BY BRIAN LEVY
If you’re nearing retirement, you’ve probably realized the planning involved is about more than deciding which golf club you’ll join or where you’ll take your first cruise.
You have to manage your assets, plan for long-term care, educate yourself about taxes and inflation, figure out when to take Social Security, make an estate plan and more.
Of course, there are plenty of people who’d like to offer you advice on all of that, but all financial professionals are not created equal. Their services, compensation, value, knowledge and experience can vary widely.
Whether you’re considering hiring your first adviser, or you think it’s time to find someone new, here are five questions that could help you find the right person or team:
1. Are you a fiduciary?
In a fiduciary relationship, the adviser must put your interests before his own and the firm he works for. He must be completely transparent about his qualifications, the services he provides, his compensation, methods of analysis and any possible conflicts of interest.
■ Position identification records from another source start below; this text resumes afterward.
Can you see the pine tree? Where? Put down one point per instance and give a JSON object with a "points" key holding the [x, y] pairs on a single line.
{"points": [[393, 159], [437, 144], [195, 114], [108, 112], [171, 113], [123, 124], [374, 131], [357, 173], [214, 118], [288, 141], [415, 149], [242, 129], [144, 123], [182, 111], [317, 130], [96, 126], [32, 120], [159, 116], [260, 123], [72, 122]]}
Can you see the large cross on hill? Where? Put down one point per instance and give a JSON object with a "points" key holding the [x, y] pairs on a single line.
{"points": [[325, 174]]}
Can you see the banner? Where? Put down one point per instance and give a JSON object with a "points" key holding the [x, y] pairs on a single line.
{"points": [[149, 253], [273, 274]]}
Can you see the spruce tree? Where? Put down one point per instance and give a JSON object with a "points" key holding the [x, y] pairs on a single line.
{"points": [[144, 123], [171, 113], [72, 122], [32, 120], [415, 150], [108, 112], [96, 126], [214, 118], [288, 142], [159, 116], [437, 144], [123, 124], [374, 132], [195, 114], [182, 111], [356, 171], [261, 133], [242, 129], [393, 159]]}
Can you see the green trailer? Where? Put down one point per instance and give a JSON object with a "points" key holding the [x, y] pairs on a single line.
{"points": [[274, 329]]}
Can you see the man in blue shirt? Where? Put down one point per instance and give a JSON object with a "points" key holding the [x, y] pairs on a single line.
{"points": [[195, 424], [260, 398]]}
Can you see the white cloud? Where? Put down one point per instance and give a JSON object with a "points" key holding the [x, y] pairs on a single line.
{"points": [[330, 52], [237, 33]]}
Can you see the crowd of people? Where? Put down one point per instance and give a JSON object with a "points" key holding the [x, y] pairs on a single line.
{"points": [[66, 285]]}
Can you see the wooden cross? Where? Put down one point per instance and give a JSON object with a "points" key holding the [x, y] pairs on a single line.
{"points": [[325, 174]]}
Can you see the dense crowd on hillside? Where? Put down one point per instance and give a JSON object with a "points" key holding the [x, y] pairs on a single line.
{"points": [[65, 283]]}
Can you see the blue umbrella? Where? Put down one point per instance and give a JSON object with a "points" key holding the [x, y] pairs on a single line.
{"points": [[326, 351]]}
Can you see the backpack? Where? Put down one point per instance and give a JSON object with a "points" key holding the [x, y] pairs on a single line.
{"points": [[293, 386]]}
Not all financial professionals are fiduciaries. For example, those who sell only insurance products are not held to the fiduciary standard. If they are not registered with the Securities and Exchange Commission (SEC) to give securities advice, manage client accounts or portfolios, offer investment advisory services or supervise employees who do, then they are held to the less rigorous suitability standard, which means the advice isn’t required to be in the client’s best interest, just suitable based on the client’s personal situation. You can check an adviser’s status through the Financial Industry Regulatory Authority at brokercheck.finra.org or the SEC at adviserinfo.sec.gov.
2. How are you compensated?
Many investors are completely unaware of how much money they’re paying in fees and commissions each year. It is important for investors to understand how an adviser is compensated. A fee-based adviser is paid a percentage of his client’s portfolio. If your portfolio loses money, he doesn’t get paid as much, so his goal is to help protect and grow your investments.
When you hire a fee-based adviser, make sure you’re paying a fair rate for the services you’re getting. If the fee seems too high to you, you can negotiate for a lower fee, but be prepared to make your case for why you think you should pay less. Some advisers may limit their work to asset allocation – dividing an investment portfolio among different categories, such as stocks, bonds and cash. That’s important, but in retirement, you want someone who is doing holistic, comprehensive planning.
3. Do you have a formal planning process?
A lot of advisers will emphasize the need for a written income plan, but yours should be prepared to take it a step further. Your retirement plan should be a formal, named process – one that is regimented in terms of its thoroughness, but also nimble enough that everything is still customized to the client. There are five key areas that I recommend looking for: income planning, investment planning, tax planning, health-care planning and legacy planning.
There may be financial professionals who do not take the time to create individualized retirement plans. Our plan takes three to four hours to build, and then we sit down with the client to further customize it. Your adviser’s plan should educate you and clearly take you from Point A to Point B.
4. Are you dually licensed and independent?
Does the adviser work for a brokerage, a bank or insurance company — or is he independent and able to offer you various products and services based on your financial objectives? Independent advisers aren’t obligated to offer or sell any particular company’s products or services, and they can offer what they think is best for each individual’s situation.
In the same way, a dually licensed adviser — someone with both an insurance license and a securities license A — can offer a greater breadth of products and services, putting together a portfolio mix with both securities and insurance products customized to each client.
5. Do you specialize in retirement planning?
If you’re closing in on retirement, you’ve reached a challenging new phase of your financial life. The priority should shift from accumulation and growth to preserving your assets and making sure you don’t run out of money. If you are looking for an adviser who can create a retirement plan custom suited to your needs and objectives, then you want to work with an adviser who has experience in retirement planning.
These questions can help you determine if you’re working with someone who’s a good fit for your needs and can help you pursue both your short and long-term goals.
Once you have found the adviser for you, then you can move forward — buy that club membership or those cruise tickets! Live the retirement of your dreams.